Grammar Prompting for Domain-Specific Language Generation with Large Language Models
Bailin Wang, Zi Wang, Xuezhi Wang, Yuan Cao, Rif A. Saurous, Yoon Kim
TL;DR
Grammar prompting introduces a principled way to embed domain-specific knowledge into LLM-based DSL generation by conditioning outputs on minimal specialized grammars inferred from demonstrations. By predicting a grammar \widehat{G} before generating the program \widehat{y}, the approach enforces syntactic constraints and can be paired with constrained decoding to guarantee validity.
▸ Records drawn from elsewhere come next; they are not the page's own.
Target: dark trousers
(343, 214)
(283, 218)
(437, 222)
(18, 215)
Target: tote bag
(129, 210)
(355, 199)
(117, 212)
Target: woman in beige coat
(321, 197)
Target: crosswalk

Across semantic parsing, AI planning, and molecule generation, grammar prompting yields measurable improvements over standard prompting, especially in true few-shot settings and for compositional/generalization tasks. The results suggest that leveraging metalanguages like BNF within prompts can expand the capabilities of LLMs for domain-specific, structured tasks and augment classical methods in planning and synthesis.
Abstract
Large language models (LLMs) can learn to perform a wide range of natural language tasks from just a handful of in-context examples. However, for generating strings from highly structured languages (e.g., semantic parsing to complex domain-specific languages), it is challenging for the LLM to generalize from just a few exemplars. We propose \emph{grammar prompting}, a simple approach to enable LLMs to use external knowledge and domain-specific constraints, expressed through a grammar in Backus--Naur Form (BNF), during in-context learning. Grammar prompting augments each demonstration example with a specialized grammar that is minimally sufficient for generating the particular output example, where the specialized grammar is a subset of the full DSL grammar. For inference, the LLM first predicts a BNF grammar given a test input, and then generates the output according to the rules of the grammar. Experiments demonstrate that grammar prompting can enable LLMs to perform competitively on a diverse set of DSL generation tasks, including semantic parsing (SMCalFlow, Overnight, GeoQuery), PDDL planning, and SMILES-based molecule generation.